NEW BEARISH Plays
Hornbeck Offshore Services, Inc. - HOS - close: 18.61 change: -1.05
Stop Loss: 20.55
Target(s): To Be Determined
Current Option Gain/Loss: Unopened
Entry on March -- at $---.--
Listed on March 21, 2015
Time Frame: 8 to 12 weeks
Average Daily Volume = 851 thousand
New Positions: Yes, see below
Why We Like It:
The price of crude oil and its crash over the last several months has been a major story for the financial media. Energy stocks have naturally followed the price of oil lower. One company getting crushed by the oil's fall and its impact on the industry is oil services company HOS.
HOS describes itself as "Hornbeck Offshore Services, Inc. is a leading provider of technologically advanced, new generation offshore support vessels primarily in the Gulf of Mexico and Latin America. Hornbeck Offshore currently owns a fleet of 65 vessels primarily serving the energy industry and has eight additional high-spec Upstream vessels under construction for delivery through 2016."
Earnings have taken a dramatic turn for the worse. Last year HOS' Q2 earnings were $0.85 a share. That was 36 cents above estimates with revenues up +24% from a year ago. Their Q3 numbers saw business fade. Earnings were $0.72 a share, which was only one cent above estimates. Q3 revenues did rise +25% but they came in below analysts' estimates. The slowdown really took hold in the fourth quarter. HOS reported earnings of $0.51, which missed estimates by 8 cents. Revenues only rose +10% and again missed expectations.
The problem is low oil prices. The U.S. oil industry has been shutting down oil and gas rigs. Many locations need oil above $60, $70 or even $80 a barrel to make the operation profitable. With oil in the $40 range companies are just shutting down rigs. The number of active rigs has fallen 15 weeks in a row and down -45% from its September 2014 high. Offshore rigs, which really impacts HOS, saw 11 rigs closed down leaving a total of 37. That's a -23% decline in a week.
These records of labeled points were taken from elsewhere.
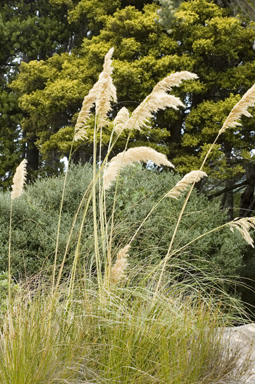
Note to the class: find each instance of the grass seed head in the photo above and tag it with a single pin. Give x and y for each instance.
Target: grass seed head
(19, 180)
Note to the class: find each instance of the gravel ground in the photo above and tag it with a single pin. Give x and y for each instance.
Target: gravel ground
(243, 338)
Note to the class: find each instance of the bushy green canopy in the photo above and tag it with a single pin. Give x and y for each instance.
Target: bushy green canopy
(35, 218)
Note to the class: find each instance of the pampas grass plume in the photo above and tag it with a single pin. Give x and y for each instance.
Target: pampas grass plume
(241, 108)
(100, 95)
(118, 270)
(243, 225)
(129, 157)
(120, 120)
(19, 180)
(185, 182)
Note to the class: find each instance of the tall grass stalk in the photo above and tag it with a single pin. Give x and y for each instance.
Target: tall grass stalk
(116, 323)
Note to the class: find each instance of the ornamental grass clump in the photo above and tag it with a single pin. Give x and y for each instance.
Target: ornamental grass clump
(106, 319)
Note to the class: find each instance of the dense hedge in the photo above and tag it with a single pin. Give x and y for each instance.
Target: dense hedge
(35, 217)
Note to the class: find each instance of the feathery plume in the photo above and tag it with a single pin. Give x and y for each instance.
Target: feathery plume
(120, 120)
(118, 270)
(243, 226)
(130, 156)
(19, 180)
(241, 108)
(100, 95)
(185, 182)
(158, 99)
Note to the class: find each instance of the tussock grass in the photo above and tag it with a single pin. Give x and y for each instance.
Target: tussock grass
(104, 322)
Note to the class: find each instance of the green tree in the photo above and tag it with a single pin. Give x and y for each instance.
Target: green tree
(52, 90)
(29, 30)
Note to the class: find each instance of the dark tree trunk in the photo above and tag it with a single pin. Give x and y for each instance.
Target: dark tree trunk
(227, 201)
(32, 155)
(247, 203)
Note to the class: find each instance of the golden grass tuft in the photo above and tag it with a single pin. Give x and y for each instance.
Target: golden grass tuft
(130, 156)
(185, 182)
(243, 225)
(241, 108)
(101, 95)
(19, 180)
(120, 120)
(118, 270)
Wall Street has taken note of falling rig count and analysts have been lowering their earnings expectations for HOS. Traders have noticed as well and the most recent data listed short interest at 16% of the very small 20.4 million share float. That does pose a risk since an unexpected rise could spark a potential short squeeze.
Technically the path of least resistance in shares of HOS has been lower for the last several months. Investors continue to sell the rallies. The bearish trend of lower highs is about to push the stock below key support in the $18.50-19.00 zone. Tonight we're suggesting a trigger to launch bearish positions at $18.20. You may want to use options to limit your risk.
Trigger @ $18.20
- Suggested Positions -
Short HOS stock @ (trigger)
- (or for more adventurous traders, try this option) -
Buy the JUN $17 PUT (HOS150619P17) current ask $1.30
option price is a current quote and not a suggested entry price.
Entry disclaimer: To avoid an unfavorable entry point, we will not launch a new play if the stock gaps open more than $1.00 past our suggested entry point.